Brain Pathology Case of the Month - December 2001


MICROSCOPIC EXAMINATION:

Spinal cord: There was marked loss of fibres from both the crossed and uncrossed corticospinal tracts, with more widespread loss of fibres from other spinal tracts including the spinocerebellar tracts (Figure 2a). Severe loss of anterior horn cells was seen at all levels of the spinal cord; loss of neurons from the Clarke's column nuclei was less marked (Figure 2b). Basophilic inclusions were noted in occasional remaining anterior horn cells and other neurons within the spinal cord (Figure 3). Hyaline inclusions and Bunina bodies were not seen. The posterior columns and dorsal root ganglia were well preserved.

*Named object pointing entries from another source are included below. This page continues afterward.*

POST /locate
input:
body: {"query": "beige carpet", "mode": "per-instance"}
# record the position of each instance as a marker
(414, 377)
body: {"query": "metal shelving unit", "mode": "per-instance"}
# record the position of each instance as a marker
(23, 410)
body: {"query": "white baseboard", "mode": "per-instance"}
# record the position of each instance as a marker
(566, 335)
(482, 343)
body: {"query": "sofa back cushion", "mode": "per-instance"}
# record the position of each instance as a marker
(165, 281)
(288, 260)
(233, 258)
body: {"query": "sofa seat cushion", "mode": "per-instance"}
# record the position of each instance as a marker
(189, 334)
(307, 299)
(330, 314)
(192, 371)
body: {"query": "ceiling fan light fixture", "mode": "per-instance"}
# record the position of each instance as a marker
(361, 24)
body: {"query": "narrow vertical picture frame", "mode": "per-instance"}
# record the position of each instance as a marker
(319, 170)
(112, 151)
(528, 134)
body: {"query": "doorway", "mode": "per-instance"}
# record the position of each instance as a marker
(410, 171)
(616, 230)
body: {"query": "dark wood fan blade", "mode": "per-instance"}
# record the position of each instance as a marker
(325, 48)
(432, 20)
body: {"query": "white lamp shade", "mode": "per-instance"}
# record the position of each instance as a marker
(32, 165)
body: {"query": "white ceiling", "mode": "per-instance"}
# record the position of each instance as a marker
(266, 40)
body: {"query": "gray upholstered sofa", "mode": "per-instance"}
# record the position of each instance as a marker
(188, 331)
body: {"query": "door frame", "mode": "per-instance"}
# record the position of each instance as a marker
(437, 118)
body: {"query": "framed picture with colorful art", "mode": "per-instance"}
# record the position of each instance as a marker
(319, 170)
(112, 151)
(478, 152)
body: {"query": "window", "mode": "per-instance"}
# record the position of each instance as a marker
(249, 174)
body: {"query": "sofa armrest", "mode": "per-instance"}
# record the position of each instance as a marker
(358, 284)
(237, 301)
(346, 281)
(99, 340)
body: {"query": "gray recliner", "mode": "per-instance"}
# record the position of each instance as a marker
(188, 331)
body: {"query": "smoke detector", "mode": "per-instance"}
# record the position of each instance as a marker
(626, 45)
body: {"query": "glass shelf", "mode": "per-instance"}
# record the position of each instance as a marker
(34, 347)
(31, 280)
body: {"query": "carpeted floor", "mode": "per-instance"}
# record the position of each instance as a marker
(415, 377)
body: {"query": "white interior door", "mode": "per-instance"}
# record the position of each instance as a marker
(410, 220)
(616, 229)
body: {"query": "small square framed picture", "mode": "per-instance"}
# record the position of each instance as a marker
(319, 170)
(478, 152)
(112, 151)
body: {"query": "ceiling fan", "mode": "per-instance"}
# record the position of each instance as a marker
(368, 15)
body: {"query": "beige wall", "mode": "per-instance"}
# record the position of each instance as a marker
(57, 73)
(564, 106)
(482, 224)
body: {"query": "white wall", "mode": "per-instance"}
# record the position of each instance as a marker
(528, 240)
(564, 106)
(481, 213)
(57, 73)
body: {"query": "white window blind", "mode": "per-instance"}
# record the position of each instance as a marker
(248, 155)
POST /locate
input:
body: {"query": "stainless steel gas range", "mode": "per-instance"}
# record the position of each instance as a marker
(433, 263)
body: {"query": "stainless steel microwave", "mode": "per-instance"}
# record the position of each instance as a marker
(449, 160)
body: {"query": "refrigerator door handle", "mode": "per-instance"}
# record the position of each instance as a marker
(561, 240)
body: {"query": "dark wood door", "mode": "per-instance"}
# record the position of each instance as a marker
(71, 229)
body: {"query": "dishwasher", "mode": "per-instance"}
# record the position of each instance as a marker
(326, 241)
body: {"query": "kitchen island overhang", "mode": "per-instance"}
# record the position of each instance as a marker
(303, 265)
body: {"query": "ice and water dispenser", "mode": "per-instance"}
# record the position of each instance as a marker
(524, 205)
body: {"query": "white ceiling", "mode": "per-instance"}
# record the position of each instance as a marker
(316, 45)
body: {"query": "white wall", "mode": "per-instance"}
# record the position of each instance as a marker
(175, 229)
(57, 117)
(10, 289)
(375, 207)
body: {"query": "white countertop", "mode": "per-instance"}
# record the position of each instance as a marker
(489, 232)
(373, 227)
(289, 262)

Cerebrum: Scattered basophilic cytoplasmic inclusions were noted in the pyramidal neurons in many regions of the cortex, but most prominently within the frontal lobes, where there was also focal spongiosis of superficial lamina. Basophilic inclusions were also noted within the putamen, thalamus and globus pallidus.

Brain stem: Scattered basophilic inclusions were noted throughout the brain stem nuclei, including the substantia nigra (Figure 4a and Figure 4b), oculomotor nuclei, periaqueductal grey matter, pontine nuclei, locus cerulei, hypoglossal nuclei and inferior olivary nuclei. Neuronal loss from these regions appeared mild. There was marked fibre loss from the corticospinal tracts in the cerebral peduncles and medullary pyramids.

Cerebellum: This showed mild patchy loss of Purkinje cells and occasional axonal 'torpedoes'. Basophilic inclusions were noted within the dentate nucleus.

Inclusions: The inclusions had sharply demarcated, irregular or rounded outlines and showed marked basophilia with hematoxylin and eosin staining, sometimes with central areas pallor. Although some showed argyrophilia with a modified Bielchowsky preparation, most were unstained. They did not show fluorescence with ultraviolet light following thioflavin-S staining. Occasional inclusions showed speckled ubiquitin immunoreactivity (Figure 5a, arrow and Figure 5b), however, most were negative (Figure 5a, arrow head). Occasional inclusions also showed weak, often peripheral, immunoreactivity with an antibody to phosphorylated neurofilament (Figure 6, arrows). Immunoreactivity using antibodies to tau protein, alpha-synuclein and MAP-2 was not seen.

At electron microscopy the inclusions were well circumscribed, but not membrane bound (Figure 7a), and composed of a mixture of haphazardly arranged 15nm tubular structures, most of which appeared straight, 7nm filaments, membranous structures, granular material and what appeared to be degenerate neurosecretory granules (Figure 7b).